Editor’s note, Jan. 16: HUD will accept comments through March 16.

A proposed rule issued Tuesday by the Department of Housing and Urban Development would significantly weaken efforts to reduce housing discrimination and segregation in the United States, according to fair housing advocates.

“In today’s proposed rule, HUD heaves its shovel once more to further bury effective compliance and enforcement of the Fair Housing Act,” LeadingAge President and CEO Katie Smith Sloan told McKnight’s Senior Living on Tuesday. “In the housing sphere, no laws deserve as much aggressive oversight the nation’s fair housing laws,” she added.

LeadingAge is “in strong opposition” to the proposal and plans to submit comments to the agency, Sloan added. The proposed rule has not been published in the Federal Register yet, but an 84-page prepublication version is available. Comments will be accepted for 60 days after publication.

HUD said Tuesday that its proposed Affirmatively Furthering Fair Housing rule “offers clearer guidance to states and local governments to help them improve affordable housing choices in their community.”

The rule, however, “would largely reverse 2015 regulations designed to ensure that housing agencies and communities receiving [HUD] funding fulfill their obligations under the 1968 Fair Housing Act,” said Peggy Bailey, vice president for housing policy at the Center on Budget and Policy Priorities, a nonprofit, nonpartisan research organization and policy institute. “That law requires them to identify barriers to housing access for certain specified groups and take affirmative steps toward ending housing discrimination and reversing damage from many decades of residential segregation and racist housing policies,” she added.

HUD originally adopted the AFFH rule in 2015, during the Obama administration, to guide compliance efforts related to the Fair Housing Act.

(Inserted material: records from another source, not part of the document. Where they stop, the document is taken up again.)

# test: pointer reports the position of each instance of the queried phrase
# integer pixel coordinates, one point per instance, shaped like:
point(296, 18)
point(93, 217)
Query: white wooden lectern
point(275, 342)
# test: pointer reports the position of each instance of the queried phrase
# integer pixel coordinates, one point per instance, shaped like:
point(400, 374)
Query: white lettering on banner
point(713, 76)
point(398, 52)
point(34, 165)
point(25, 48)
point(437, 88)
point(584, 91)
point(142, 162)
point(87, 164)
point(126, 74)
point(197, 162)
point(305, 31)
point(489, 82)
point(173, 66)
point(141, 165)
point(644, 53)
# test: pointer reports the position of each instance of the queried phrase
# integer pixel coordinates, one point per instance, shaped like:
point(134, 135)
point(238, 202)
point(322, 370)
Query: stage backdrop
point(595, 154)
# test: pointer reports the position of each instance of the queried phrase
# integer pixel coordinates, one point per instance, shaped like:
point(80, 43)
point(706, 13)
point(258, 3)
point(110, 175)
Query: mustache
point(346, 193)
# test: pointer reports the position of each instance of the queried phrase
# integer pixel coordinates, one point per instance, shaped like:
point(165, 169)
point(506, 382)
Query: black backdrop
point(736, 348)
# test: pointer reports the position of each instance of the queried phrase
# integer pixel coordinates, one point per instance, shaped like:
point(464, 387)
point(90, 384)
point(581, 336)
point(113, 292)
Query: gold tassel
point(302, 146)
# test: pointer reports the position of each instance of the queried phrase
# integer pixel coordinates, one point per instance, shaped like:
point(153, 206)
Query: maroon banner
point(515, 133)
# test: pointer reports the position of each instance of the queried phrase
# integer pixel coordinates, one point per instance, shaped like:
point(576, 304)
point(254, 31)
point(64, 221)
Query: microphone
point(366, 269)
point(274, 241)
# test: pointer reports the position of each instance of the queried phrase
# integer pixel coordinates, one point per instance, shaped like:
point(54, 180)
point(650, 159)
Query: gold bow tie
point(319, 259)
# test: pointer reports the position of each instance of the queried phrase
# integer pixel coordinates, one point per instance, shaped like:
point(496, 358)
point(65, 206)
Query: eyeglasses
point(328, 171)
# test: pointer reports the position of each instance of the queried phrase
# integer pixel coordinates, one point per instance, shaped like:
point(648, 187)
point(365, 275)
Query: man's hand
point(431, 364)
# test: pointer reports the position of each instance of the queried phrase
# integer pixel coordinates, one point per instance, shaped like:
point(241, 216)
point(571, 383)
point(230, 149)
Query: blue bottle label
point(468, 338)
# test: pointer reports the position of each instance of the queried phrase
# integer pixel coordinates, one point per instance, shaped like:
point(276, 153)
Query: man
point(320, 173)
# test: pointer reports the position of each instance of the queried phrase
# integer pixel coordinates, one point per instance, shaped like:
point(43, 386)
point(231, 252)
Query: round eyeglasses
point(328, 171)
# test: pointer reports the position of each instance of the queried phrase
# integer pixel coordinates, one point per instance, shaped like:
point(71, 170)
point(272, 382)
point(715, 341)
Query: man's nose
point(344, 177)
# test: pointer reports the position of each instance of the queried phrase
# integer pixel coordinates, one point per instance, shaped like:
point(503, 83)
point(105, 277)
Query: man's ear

The rule was suspended in 2018 under the Trump administration, however. “HUD found that in contrast to its stated goals, the AFFH rule proved ineffective, highly prescriptive and effectively discouraged the production of affordable housing,” the agency said Tuesday.

The National Fair Housing Alliance called the new proposal “alarming.”

“The new proposed rule also conflates fair housing and affordable housing,” the organization said. “It presumes that 1) eliminating various regulatory controls will expand the supply of affordable housing; and 2) expanding the supply of affordable housing will solve fair housing problems. Neither presumption is true.”

Additionally, the proposal “let[s] localities off the hook by explicitly stating there will be no consequences if they keep their restrictive zoning laws,” according to the National Low Income Housing Coalition.

The CBPP and NLIHC said HUD should reinstitute the 2015 AFFH rule.